Saturday, January 23, 2021

 CRIMINAL CAPITALI$M

MEPs vote to add Channel and British Virgin Islands to tax haven blacklist

UK overseas territories such as Cayman Islands also may lose protection once afforded by UK’s EU membership

Cane Garden Bay at Tortola in the British Virgin Islands. The UK overseas territory faces inclusion on the EU’s tax haven blacklist after the union. Photograph: cdwheatley/Getty Images/iStockphoto

The European parliament is pushing for UK overseas territories including the British Virgin Islands, Guernsey and Jersey to be added to an EU tax havens blacklist after the conclusion of the Brexit deal.

Sending a signal that tougher action on tax avoidance was required in response to the coronavirus pandemic, MEPs voted overwhelmingly in favour of adding more nations and territories to the list of non-cooperative jurisdictions.

The resolution, passed earlier this week by a vote of 587 to 50, included measures calling for the automatic inclusion on the blacklist of countries which use a 0% tax regime. Among these are the UK overseas territories, viewed by transparency campaigners as havens for tax avoidance.

Several jurisdictions have been taken on and off the list since it was first launched in 2017. However, those linked to EU member states have typically avoided inclusion, and the UK had lobbied to protect its overseas territories from past scrutiny

After the vote, any decision to expand the blacklist would rest with the 27 member states on the EU’s Economic and Financial Affairs Council. While also arguing for the inclusion of EU territories such as the Netherlands, Ireland and Malta, MEPs said that after Brexit that UK territories lacked a layer of protection from inclusion on the blacklist.

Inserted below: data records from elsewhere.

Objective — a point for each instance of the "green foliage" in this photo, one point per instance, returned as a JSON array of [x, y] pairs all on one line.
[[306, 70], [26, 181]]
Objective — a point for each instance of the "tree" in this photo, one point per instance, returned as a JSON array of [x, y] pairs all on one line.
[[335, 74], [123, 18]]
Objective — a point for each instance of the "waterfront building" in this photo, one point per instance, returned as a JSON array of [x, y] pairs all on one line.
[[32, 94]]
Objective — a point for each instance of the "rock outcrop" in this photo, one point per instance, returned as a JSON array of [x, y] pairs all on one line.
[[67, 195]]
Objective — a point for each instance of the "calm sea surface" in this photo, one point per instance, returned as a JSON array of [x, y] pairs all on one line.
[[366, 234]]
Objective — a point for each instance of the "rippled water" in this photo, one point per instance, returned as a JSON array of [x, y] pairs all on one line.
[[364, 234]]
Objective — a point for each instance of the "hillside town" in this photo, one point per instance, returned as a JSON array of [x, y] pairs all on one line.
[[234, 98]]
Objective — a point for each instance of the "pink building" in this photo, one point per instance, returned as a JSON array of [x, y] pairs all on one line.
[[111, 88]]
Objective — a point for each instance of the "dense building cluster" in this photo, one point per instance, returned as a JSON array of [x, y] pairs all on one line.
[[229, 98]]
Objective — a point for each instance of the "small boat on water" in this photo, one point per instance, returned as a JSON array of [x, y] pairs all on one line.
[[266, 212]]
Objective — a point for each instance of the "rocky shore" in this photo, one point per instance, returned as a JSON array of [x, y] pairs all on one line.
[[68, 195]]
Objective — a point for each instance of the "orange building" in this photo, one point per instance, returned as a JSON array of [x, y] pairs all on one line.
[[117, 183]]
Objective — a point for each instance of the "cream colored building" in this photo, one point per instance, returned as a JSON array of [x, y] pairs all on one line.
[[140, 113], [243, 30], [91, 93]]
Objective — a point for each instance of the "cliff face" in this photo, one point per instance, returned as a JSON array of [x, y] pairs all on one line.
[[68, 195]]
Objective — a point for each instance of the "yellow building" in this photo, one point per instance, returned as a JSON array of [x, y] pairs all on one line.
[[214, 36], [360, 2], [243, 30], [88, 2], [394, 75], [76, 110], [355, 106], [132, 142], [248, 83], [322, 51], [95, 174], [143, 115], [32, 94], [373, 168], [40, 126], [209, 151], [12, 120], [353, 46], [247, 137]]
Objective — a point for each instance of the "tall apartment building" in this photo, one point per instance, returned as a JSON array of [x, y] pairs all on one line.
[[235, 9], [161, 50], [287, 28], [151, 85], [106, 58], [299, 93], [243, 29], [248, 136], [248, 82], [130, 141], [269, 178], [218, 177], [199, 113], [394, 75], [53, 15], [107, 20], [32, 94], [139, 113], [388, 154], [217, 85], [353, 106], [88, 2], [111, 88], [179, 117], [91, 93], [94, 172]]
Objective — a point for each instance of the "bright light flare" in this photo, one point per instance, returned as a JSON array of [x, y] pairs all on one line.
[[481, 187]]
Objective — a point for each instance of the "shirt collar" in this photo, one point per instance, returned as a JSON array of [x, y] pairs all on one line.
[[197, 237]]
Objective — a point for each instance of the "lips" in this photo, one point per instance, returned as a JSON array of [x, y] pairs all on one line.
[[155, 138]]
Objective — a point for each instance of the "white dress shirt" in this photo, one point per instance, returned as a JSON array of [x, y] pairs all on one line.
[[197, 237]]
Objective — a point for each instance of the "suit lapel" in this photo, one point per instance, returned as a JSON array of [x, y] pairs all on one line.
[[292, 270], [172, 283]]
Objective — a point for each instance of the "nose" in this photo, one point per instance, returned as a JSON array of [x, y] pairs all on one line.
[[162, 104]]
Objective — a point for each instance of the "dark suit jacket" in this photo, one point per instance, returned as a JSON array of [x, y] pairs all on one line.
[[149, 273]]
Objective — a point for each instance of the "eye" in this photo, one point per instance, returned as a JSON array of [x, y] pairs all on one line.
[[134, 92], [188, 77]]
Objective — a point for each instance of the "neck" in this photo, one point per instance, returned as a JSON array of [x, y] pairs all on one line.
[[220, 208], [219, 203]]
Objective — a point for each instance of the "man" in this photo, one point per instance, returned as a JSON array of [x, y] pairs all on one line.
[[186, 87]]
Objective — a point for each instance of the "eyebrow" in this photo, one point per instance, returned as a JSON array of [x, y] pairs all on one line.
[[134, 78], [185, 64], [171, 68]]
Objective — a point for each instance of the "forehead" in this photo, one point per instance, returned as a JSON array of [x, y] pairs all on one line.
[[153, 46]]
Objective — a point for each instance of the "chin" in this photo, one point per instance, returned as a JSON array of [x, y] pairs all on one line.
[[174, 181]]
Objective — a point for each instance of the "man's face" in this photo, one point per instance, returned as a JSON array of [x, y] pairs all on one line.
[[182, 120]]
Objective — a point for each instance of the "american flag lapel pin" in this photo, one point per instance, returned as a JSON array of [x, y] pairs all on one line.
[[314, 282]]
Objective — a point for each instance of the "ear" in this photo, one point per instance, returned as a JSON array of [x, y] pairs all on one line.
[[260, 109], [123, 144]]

This week’s vote explicitly mentioned the conclusion of the Brexit deal, saying that Britain’s overseas territories should now be screened for potential inclusion on the list, and that the Brexit deal was based on “mutual values and geared towards common prosperity, which automatically excludes aggressive tax competition”.

Robert Palmer, the director of the Tax Justice UK campaign group, said: “Post-Brexit the UK tax havens have lost their protector within the corridors of Brussels. I’d expect to see the EU to ramp up pressure on places like Jersey to clean up their act. The UK itself has been warned that if the government tries a Singapore-on-Thames approach, with a bonfire of regulations and taxes, then the EU will act swiftly.”

The push to expand the blacklist comes amid criticism from MEPs that the current version excludes many locations widely regarded as tax havens, including the Cayman Islands. The British overseas territory was included on the EU blacklist in February last year, but was then later removed.

Debating the vote on Wednesday, Spanish conservative MEP José Manuel García-Margallo attacked the post-Brexit status of Gibraltar. “Who would set up in European territory if they can set up in Gibraltar and not pay tax and have access to the European Union? We were concerned about the UK becoming a Singapore on our borders. So should we accept a tax haven on the borders at Gibraltar?”

Scrutiny of the UK’s tax arrangements is rising amid concern on the continent that Boris Johnson’s government could dramatically reshape the regime to give Britain a competitive advantage outside of the EU. It also comes as government borrowing balloons in countries around the world due to the Covid-19 pandemic, putting pressure on nations to raise more from taxes to repair their battered public finances.

UK overseas territories have also come under the microscope after allegations of widespread political corruption, misuse of taxpayers’ money and a climate of fear led the governor of the British Virgin Islands to establish an independent judge-led inquiry into the claims.